Kerr stated that besides catchy language, a strong online job posting should have a short company profile that covers what the ideal candidate would care about. The final part of a job posting is a clear call to action: instructions for how the job applicant would apply for the position, whether it be to click a button or to complete an application on a landing page.

Getting ads out through various venues, such as technical trade schools, Indeed and Craigslist are useful. However, Kerr has found Facebook ad campaigns particularly successful. The company sends its ad out via Facebook Messenger to a network of 100 quality people for them to share with others. “That creates real buzz,” said Kerr.

Developing a Sorting System for Resumes
Kerr strategically sorts through resumes online, scoring them on a scale of 0 to 10, with 10 representing the highest-quality candidate. He holds onto the resumes of all quality candidates that his company didn’t hire. When he recruits again for that type of position, he messages these individuals to see if they are still interested in the position or whether they know people who might be good candidates. As time goes on, the lead pool grows.

Making Quality Conversion Calls
Kerr said the conversion, or setup, call is made to potential interviewees and lasts about 20 minutes to set up the interview properly. One problem that many interviewers face is people not showing up to the interview. To help prevent interview no-shows, the interviewer should take the time to get to know the candidates and what’s important to them.

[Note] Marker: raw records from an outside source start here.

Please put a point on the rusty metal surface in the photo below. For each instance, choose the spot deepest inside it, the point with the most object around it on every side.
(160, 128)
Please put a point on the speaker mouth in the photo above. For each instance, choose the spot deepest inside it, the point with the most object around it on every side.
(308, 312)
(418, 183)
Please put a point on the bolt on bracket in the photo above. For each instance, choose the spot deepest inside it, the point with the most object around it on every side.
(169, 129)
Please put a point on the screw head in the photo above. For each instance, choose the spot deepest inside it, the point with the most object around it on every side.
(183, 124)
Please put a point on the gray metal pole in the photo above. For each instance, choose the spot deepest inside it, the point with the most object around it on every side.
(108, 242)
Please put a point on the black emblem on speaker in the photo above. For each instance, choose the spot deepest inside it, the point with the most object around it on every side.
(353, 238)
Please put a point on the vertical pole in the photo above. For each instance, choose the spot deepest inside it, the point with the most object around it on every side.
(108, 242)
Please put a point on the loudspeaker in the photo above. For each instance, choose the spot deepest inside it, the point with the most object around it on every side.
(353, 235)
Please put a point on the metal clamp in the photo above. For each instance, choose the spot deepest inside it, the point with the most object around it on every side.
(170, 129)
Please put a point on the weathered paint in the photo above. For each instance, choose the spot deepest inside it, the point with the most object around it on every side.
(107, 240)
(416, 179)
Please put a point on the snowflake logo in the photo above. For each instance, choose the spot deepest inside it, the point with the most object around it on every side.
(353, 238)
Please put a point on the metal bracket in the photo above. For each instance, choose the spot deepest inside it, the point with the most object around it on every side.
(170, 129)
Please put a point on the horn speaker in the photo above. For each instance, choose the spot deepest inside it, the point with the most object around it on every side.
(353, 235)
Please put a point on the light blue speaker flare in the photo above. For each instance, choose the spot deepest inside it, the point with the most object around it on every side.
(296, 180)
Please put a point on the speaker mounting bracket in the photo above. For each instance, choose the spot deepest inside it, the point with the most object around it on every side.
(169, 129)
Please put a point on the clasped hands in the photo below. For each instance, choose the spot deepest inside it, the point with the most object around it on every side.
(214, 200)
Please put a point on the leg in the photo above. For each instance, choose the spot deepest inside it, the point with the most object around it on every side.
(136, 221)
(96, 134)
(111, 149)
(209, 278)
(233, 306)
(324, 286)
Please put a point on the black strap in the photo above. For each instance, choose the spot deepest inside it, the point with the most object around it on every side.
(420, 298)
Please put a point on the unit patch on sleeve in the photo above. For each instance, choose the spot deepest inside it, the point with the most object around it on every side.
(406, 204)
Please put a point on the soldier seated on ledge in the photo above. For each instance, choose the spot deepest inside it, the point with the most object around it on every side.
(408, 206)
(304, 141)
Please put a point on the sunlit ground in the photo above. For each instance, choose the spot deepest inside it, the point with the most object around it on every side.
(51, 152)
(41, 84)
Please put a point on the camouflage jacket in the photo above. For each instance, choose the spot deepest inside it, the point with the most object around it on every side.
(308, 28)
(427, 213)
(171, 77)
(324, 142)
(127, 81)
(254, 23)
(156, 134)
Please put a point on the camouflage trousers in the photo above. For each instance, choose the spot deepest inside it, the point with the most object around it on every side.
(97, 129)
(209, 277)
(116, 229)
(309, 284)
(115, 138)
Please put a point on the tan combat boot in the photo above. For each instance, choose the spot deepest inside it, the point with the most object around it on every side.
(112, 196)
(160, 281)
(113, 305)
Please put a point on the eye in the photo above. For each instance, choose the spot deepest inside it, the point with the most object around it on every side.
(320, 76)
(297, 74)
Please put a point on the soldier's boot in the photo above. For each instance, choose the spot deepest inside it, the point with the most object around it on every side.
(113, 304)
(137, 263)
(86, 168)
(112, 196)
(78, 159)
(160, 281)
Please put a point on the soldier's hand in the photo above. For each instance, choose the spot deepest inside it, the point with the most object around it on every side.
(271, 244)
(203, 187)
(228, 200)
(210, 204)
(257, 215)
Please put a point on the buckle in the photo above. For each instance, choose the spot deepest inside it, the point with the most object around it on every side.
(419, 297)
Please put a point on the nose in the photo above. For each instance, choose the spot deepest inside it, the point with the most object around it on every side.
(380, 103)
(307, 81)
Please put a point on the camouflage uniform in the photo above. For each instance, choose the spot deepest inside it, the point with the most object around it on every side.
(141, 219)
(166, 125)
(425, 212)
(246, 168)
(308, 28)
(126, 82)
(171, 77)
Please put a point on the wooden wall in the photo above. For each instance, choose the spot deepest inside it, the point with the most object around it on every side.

Kerr added that to minimize no-shows, an interviewer should use the conversion call to give the candidate an assignment for the interview. “For example, tell them to go to our website and read more about us and then write down five to 10 questions about what you would like to know more about,” he said. During the call, he tells each candidate while part of the interview is going to be about discussing his or her past experiences, the interview will also help the interviewee understand the company to ensure there’s a good fit for that role.

Lastly, Kerr recommended the interviewer give the candidates his or her cell phone number and that should anything come up to please let him or her know a day or two ahead of time.

“By taking the time to get that kind of depth in a setup call, you have a much higher likelihood of people showing up,” said Kerr. “I went from a 50 percent show-up rate to an 85 percent show-up rate, just by changing the setup call.”

Conducting Behavioral Interviews
Kerr recommended each interview take about two hours, but the time is well worth it to find the right fit for the position. The interview should be behavioral based; this means the interviewer needs to find out the personality traits of the candidate, rather than just focusing on his or her skill set.  “If you’re going to hire somebody to roof a roof or sell a roof, you can train them within a few months more or less,” said Kerr. “You can’t train someone to handle stress extremely well, to be excited by goal setting, have tons of tenacity or have good core values. These are natural behaviors that exist in people.”

“During the interview process, I’m taking time to get to know their past experience to predict their future behavior, and I’m identifying certain traits that would go with certain roles, for example: tenacity and attainment,” he continued. He said asking probing questions should reveal the interviewee’s true character.